I get it – we all judge people. Sometimes, those judgments are spot on. Hitler? Bad. Traffic? Annoying. Puppies? Adorable. Judging me a bad parent because you see my three-year-old in a stroller and feel the need to tell me so without knowing why I needed a stroller for my daughter with low muscle tone? Which really did happen to me? Rude.
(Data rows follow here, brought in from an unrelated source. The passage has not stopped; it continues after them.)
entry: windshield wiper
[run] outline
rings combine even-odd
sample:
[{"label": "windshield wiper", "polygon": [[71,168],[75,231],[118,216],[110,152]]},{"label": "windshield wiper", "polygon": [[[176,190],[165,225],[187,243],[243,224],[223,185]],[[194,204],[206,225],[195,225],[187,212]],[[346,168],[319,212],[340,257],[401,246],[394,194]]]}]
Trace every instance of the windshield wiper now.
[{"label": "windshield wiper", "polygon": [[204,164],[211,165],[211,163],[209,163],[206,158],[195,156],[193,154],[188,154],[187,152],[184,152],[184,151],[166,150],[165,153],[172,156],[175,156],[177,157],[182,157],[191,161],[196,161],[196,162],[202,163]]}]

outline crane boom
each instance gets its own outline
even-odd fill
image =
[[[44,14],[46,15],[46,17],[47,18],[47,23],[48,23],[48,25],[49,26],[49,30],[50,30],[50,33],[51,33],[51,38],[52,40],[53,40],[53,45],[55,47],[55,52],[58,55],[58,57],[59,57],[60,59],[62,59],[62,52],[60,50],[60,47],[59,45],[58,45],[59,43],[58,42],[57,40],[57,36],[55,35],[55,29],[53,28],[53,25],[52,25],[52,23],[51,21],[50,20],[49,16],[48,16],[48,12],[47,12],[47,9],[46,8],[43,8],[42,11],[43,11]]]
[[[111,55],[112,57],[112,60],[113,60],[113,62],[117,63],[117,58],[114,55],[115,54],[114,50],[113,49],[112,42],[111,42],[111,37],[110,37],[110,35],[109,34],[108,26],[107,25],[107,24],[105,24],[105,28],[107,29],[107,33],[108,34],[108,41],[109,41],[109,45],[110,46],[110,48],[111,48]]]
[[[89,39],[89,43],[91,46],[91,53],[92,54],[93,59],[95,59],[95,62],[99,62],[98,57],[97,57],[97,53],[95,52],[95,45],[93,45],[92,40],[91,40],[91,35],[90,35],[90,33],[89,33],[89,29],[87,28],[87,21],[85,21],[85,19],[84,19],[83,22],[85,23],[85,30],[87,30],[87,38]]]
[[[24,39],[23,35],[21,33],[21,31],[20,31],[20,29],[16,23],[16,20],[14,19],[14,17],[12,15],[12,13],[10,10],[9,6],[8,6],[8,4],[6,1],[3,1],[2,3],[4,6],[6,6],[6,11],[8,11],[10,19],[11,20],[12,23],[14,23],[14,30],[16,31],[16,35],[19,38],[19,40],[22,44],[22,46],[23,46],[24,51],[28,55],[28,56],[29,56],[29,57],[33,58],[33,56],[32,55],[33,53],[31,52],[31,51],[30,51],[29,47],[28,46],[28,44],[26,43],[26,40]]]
Listen, I know not everyone is always going to pick up on my daughter’s differences, because they aren’t on a billboard above her head in flashing neon lights. But she happens to be my fourth kid, and I know I’ve been judged on the behaviors of my other three offspring as well. And people are so quick to judge. They don’t know if the kid is having a bad day because they were up late the night before. They don’t know if mom is dealing with post-partum depression. They don’t know dad is letting the kids ruin their dinner with ice cream because mom’s in the hospital being treated for cancer. They don’t know that those three kids with devices in their faces are only allowed those devices while waiting for their baby sister to go through yet another therapy session or doctor’s appointment, and those three kids are dragged to every appointment because dad’s working and mom can’t get a sitter. And mom knows how boring it all is. So got them devices to play on to make sitting in waiting rooms and hallways easier on everyone.

They don’t know.

You don’t know.

I don’t even know.

How about this? How about instead of judging parents, or defending your judgment, or trying to excuse your judgment…how about you just don’t judge those average everyday parents who are just trying to get through a store or a meal? Or maybe, you can judge them a little in the privacy of your own head, but keep your mouth shut and your fingers still? Maybe don’t broadcast that judgment to the internet.

Because everyone has an off day, and that parent your judging may really really not need that extra crap loaded onto them on that off day.